Yvonne appuyait son épaule contre la mienne et ce simple contact me bouleversait. Et elle, qui était son père ? Si Hendrickx lui témoignait de la sympathie (ou plutôt s’il la serrait de trop près en dansant), je remarquais que Tessier, sa femme et Fossorié ne lui prêtaient guère attention. Les Roland-Michel non plus. J’avais même surpris une expression de mépris amusé de la part de Tounette Roland-Michel après qu’Yvonne lui eut serré la main. Yvonne n’appartenait pas au même monde qu’eux. Par contre, ils avaient l’air de considérer Meinthe comme leur égal et de lui témoigner une certaine indulgence. Et moi ? N’étais-je à leurs yeux qu’un « teenager » fervent de rock and roll ? Peut-être pas. Mon sérieux, mon monocle et mon titre nobiliaire les intriguaient un peu. Surtout Hendrickx.

— Vous avez été champion de ski ? lui ai-je demandé.

— Oui, a dit Meinthe, mais ça se perd dans la nuit des temps.

— Figurez-vous, m’a dit Hendrickx, en posant sa main sur mon avant-bras, que j’ai connu ce blanc-bec – il désignait Meinthe – quand il avait cinq ans. Il jouait à la poupée.

Heureusement, un cha-cha-cha a éclaté à cet instant-là. Il était minuit passé et les clients arrivaient par grappes. On se bousculait sur la piste de danse. Hendrickx a hélé Pulli :

— Tu vas nous chercher du champagne et prévenir l’orchestre.

Il lui faisait un clin d’œil auquel Pulli répondait par un vague salut militaire, l’index au-dessus du sourcil.

— Docteur, pensez-vous que l’aspirine soit recommandée pour les troubles circulatoires ? demandait le directeur du golf. J’ai lu quelque chose de ce genre dans Science et Vie.

Meinthe n’avait pas entendu. Yvonne appuyait sa tête contre mon épaule. L’orchestre s’est éteint. Pulli apportait un plateau, avec des coupes et deux bouteilles de champagne. Hendrickx se levait et agitait le bras. Les couples qui dansaient et les autres clients s’étaient retournés vers notre table :

— Mesdames et messieurs, clamait Hendrickx, nous allons boire à la santé de l’heureuse triomphatrice de la Coupe Houligant, Mlle Yvonne Jacquet.

Il faisait signe à Yvonne de se lever. Nous étions tous debout. Nous avons trinqué, et comme je sentais les regards fixés sur nous, j’ai simulé une quinte de toux.

— Et maintenant, mesdames et messieurs, reprenait Hendrickx d’un ton emphatique, je vous demande d’applaudir la jeune et délicieuse Yvonne Jacquet.

On entendait des « bravos » fuser tout autour. Elle se serrait contre moi, intimidée. Mon monocle était tombé. Les applaudissements se prolongeaient et je n’osais pas bouger d’un centimètre. Je fixais, devant moi, la chevelure massive de Fossorié, ses ondulations savantes et multiples qui s’entrecroisaient, cette curieuse chevelure bleu-gris qui ressemblait à un casque ouvragé.

L’orchestre a repris la musique interrompue. Un cha-cha-cha très lent au travers duquel on reconnaissait le thème d’Avril au Portugal.

Meinthe s’est levé :

— Si vous n’y voyez pas d’inconvénients, Hendrickx (il le vouvoyait pour la première fois), je vais vous quitter ainsi que cette élégante compagnie. – Il s’est retourné vers Yvonne et moi : — Je vous ramène ?

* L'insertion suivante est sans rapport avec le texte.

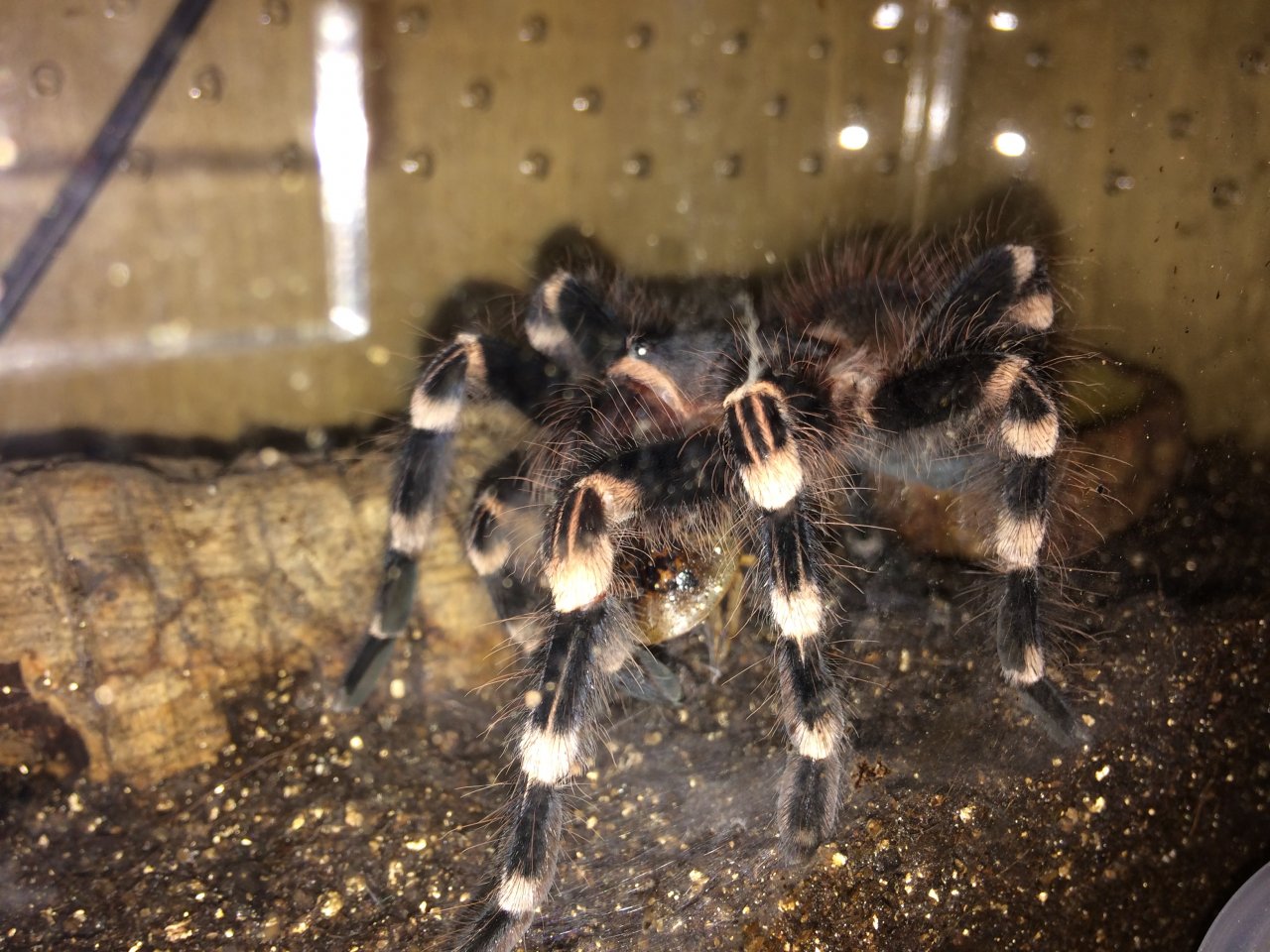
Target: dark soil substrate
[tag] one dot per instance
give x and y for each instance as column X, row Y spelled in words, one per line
column 966, row 826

J’ai répondu par un « oui » docile. Yvonne s’est levée à son tour. Elle a serré la main de Fossorié et du directeur du golf, mais elle n’osait pas saluer les Roland-Michel, ni les deux blondes bronzées.

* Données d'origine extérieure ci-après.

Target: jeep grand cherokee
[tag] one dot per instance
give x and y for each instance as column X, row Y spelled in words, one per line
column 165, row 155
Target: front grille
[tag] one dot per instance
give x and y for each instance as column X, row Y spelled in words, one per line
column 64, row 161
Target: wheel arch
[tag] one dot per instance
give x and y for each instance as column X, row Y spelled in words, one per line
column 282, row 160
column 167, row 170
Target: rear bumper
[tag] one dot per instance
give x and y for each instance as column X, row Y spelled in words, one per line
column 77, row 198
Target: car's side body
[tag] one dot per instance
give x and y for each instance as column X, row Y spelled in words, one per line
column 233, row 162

— Et c’est pour quand ce mariage ? a demandé Hendrickx en nous désignant du doigt.

— Dès que nous aurons quitté ce sale petit village français de merde, ai-je répondu, très vite.

Ils me regardaient tous bouche bée.

Pourquoi avais-je parlé de manière si stupide et grossière d’un village français ? Je me le demande encore et m’en excuse. Meinthe lui-même paraissait navré de me découvrir sous ce jour.

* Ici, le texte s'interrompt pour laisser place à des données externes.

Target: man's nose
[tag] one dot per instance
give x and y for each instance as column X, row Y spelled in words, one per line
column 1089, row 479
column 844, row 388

— Viens, m’a dit Yvonne en me prenant par le bras. Hendrickx restait sans voix et me considérait, les yeux écarquillés.

J’ai bousculé Pulli, sans le faire exprès.

— Vous partez, monsieur Chmara ?

Il essayait de me retenir en me pressant la main.

— Je reviendrai, je reviendrai, lui ai-je dit.

— Oh, oui, s’il vous plaît. Nous reparlerons de toutes ces choses…

Et il avait un geste évasif. Nous avons traversé la piste. Meinthe marchait derrière nous. Grâce à un jeu de projecteurs, on croyait que la neige tombait à gros flocons sur les couples. Yvonne m’entraînait et nous avions du mal à nous frayer un passage.